You have to watch out for those salesman. Sometimes they tell you what the developer tells them and the developer has a bad habit of changing his mind. Other times they just outright lie to get you to purchase. Festiva has a pretty poor track record for being honest. Case in point, the Clubhouse being ready by November. If JLB says it's very doubtful (IOW, it won't be) ready this November then I'm taking his word over Festiva's. OTOH, did Festiva tell you what YEAR the November that the clubhouse will be completed in?

Keep in mind that the person telling you it will be ready in Novemeber might not be anywhere near the resort or even the state of Missouri when they're telling you this. Just like the salesman they're probably telling you what the developer tells them to tell you, even if it is a little bit fiction. 

I purchased a unit resale at Grand Regency Resort at Thousand Hills. I am aware that the developer was making promises that this would be a 5 * resort. It's been open for a minimum of 3 years now and as far as I've seen there are only two buildings, no promised clubhouse, no pool, in fact, no amenities at all. Needless to say it's one of the few non-5 star resorts in Branson. Since I purchased the unit resale I'm not as worried about promises made and not kept by the developer so long as the unit is decent. BUT, I only paid $285 for an EOY one bedroom unit and, judging by other resale prices I've seen I actually paid to much. 

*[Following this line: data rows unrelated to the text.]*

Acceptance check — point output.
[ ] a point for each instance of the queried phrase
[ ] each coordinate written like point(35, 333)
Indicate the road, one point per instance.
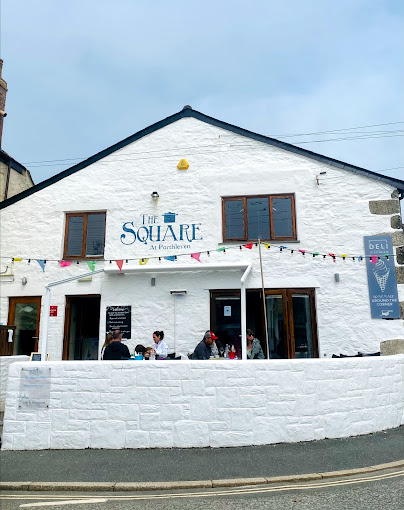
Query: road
point(381, 491)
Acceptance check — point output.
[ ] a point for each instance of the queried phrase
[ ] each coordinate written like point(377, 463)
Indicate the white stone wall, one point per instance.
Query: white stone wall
point(332, 217)
point(5, 362)
point(168, 404)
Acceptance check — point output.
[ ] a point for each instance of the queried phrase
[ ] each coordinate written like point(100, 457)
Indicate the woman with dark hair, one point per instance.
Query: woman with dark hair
point(108, 340)
point(254, 349)
point(160, 346)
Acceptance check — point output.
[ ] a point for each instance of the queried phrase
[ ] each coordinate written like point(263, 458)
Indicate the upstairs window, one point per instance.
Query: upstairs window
point(84, 235)
point(266, 217)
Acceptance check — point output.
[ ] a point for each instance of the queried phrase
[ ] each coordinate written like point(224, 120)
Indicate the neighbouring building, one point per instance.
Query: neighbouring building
point(163, 231)
point(14, 177)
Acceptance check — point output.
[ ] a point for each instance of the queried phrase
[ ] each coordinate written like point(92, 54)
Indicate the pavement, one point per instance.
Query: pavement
point(154, 469)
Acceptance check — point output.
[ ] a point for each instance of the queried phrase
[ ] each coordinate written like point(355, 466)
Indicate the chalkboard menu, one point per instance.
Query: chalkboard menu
point(119, 317)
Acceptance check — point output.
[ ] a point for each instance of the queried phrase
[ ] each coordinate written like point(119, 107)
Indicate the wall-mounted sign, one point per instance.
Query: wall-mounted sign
point(34, 388)
point(382, 282)
point(161, 232)
point(119, 317)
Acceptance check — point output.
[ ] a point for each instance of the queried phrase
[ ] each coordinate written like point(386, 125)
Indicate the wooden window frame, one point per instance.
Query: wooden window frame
point(84, 238)
point(270, 198)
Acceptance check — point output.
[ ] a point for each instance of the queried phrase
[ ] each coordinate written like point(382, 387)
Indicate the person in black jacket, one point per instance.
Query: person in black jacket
point(203, 349)
point(116, 349)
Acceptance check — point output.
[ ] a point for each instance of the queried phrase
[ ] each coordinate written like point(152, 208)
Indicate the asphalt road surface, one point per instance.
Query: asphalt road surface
point(381, 491)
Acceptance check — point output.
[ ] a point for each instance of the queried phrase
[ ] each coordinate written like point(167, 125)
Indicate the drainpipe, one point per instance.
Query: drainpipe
point(244, 312)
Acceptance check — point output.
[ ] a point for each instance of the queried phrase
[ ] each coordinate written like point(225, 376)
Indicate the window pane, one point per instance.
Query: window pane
point(75, 235)
point(234, 219)
point(95, 234)
point(302, 326)
point(282, 217)
point(258, 218)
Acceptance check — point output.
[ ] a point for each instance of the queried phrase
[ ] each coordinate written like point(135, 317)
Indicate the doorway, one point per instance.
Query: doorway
point(24, 313)
point(82, 322)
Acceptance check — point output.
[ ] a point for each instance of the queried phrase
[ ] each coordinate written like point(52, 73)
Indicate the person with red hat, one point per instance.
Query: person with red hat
point(204, 349)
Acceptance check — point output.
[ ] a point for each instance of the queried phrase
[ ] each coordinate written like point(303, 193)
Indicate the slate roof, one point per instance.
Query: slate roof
point(187, 111)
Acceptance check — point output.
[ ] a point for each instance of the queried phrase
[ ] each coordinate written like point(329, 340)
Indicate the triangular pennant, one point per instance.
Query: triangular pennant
point(91, 264)
point(42, 264)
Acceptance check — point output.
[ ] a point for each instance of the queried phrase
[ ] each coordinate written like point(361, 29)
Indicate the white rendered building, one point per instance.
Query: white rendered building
point(133, 204)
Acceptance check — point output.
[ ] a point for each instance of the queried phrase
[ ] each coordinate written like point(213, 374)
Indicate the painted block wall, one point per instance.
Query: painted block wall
point(5, 362)
point(332, 217)
point(139, 404)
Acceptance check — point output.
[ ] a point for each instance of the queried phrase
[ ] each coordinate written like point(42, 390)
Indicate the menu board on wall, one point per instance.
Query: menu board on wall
point(119, 317)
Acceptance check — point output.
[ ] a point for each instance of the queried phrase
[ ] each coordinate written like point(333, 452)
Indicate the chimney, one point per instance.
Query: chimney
point(3, 93)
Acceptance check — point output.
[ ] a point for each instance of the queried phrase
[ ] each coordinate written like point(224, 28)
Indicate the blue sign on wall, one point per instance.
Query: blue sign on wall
point(382, 282)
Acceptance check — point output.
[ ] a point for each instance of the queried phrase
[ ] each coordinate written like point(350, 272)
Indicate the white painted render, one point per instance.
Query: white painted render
point(5, 362)
point(331, 217)
point(185, 403)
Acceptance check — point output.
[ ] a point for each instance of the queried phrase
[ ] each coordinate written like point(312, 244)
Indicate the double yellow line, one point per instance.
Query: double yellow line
point(208, 493)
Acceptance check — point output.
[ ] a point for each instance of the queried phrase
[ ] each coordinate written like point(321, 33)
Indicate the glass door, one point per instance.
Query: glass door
point(275, 303)
point(291, 323)
point(24, 314)
point(226, 318)
point(302, 324)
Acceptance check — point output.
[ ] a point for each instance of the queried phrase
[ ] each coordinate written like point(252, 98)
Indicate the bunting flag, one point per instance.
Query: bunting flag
point(42, 264)
point(91, 264)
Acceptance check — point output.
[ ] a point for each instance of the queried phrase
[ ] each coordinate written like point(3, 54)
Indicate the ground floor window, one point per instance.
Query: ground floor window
point(291, 320)
point(82, 321)
point(23, 313)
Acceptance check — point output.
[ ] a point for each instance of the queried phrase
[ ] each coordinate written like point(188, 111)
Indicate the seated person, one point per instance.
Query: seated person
point(116, 350)
point(161, 347)
point(203, 349)
point(254, 349)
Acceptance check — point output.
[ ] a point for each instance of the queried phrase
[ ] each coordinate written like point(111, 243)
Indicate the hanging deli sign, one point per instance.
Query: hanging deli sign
point(382, 282)
point(161, 232)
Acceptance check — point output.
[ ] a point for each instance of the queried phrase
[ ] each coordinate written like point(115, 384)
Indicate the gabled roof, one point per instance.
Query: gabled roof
point(187, 111)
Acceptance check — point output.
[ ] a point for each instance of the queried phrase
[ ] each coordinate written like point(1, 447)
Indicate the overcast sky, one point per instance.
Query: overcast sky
point(84, 74)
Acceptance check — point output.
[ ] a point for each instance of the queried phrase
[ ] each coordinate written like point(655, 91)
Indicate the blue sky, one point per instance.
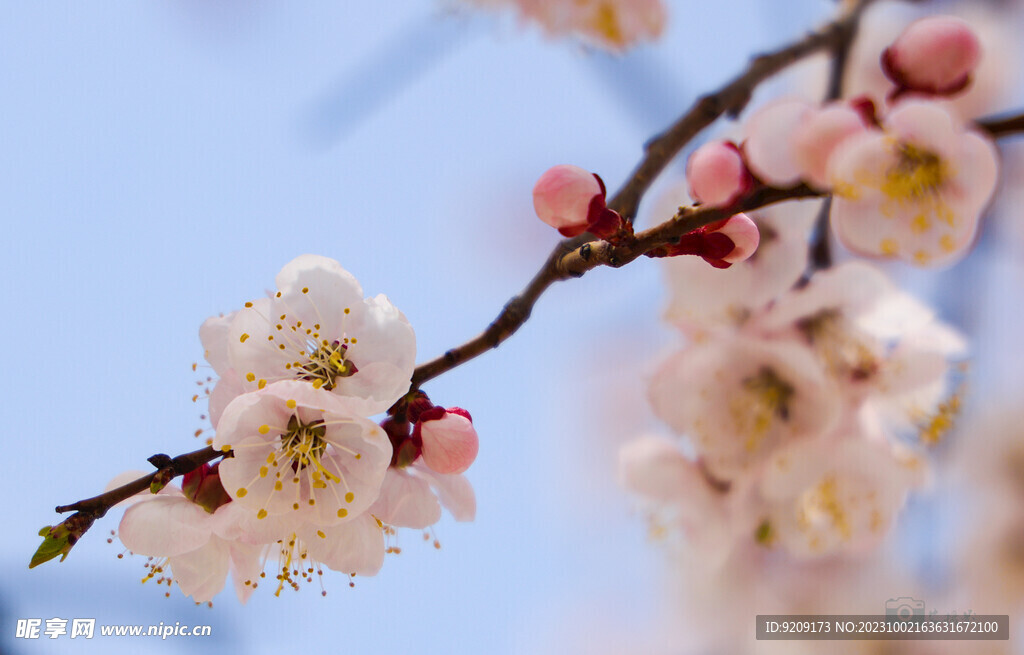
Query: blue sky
point(163, 160)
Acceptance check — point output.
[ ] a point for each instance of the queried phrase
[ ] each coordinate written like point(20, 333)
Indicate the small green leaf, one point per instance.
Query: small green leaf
point(54, 543)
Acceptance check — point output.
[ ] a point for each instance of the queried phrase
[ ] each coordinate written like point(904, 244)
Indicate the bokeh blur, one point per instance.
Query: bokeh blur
point(161, 161)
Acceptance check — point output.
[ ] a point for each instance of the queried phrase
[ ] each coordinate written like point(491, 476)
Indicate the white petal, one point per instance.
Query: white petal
point(407, 501)
point(321, 273)
point(455, 491)
point(356, 547)
point(201, 573)
point(246, 565)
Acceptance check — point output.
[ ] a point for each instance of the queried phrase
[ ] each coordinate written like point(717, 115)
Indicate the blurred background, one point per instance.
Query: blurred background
point(161, 161)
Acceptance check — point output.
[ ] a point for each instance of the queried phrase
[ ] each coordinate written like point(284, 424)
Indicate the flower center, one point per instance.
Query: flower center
point(303, 443)
point(768, 397)
point(326, 363)
point(845, 355)
point(820, 505)
point(916, 174)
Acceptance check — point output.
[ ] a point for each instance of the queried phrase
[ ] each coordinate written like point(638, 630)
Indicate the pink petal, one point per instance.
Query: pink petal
point(563, 194)
point(165, 526)
point(450, 443)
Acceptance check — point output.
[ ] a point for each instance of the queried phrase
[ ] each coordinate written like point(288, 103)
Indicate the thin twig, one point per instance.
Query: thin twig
point(98, 505)
point(729, 99)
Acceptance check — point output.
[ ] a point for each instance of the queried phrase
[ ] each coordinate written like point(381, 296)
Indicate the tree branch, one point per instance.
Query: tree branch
point(98, 505)
point(730, 99)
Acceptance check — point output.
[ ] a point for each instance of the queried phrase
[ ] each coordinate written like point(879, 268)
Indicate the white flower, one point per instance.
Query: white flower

We also have the shoe on the other foot at Polo Towers where we purchased two units from the developer and now, the developer is making a mess of our timeshare. As soon as PT's hit sell out plans were laid for converting the owners lounge to office space. The owners lounge was a BIG selling point with the sales people. They have also not kept the resort up to 5 star standards and are now asking for a big SA from the owners to bring it up to par. Of course, the salesman told us money would be taken out of our MF's and the resort would ALWAYS be kept as one of the best in Vegas and that it would NEVER lose it's 5 star rating. They were telling prospective buyers this line even when the HOA was asking for a smaller SA to update the units or possibly lose it's 5 star rating (that one failed).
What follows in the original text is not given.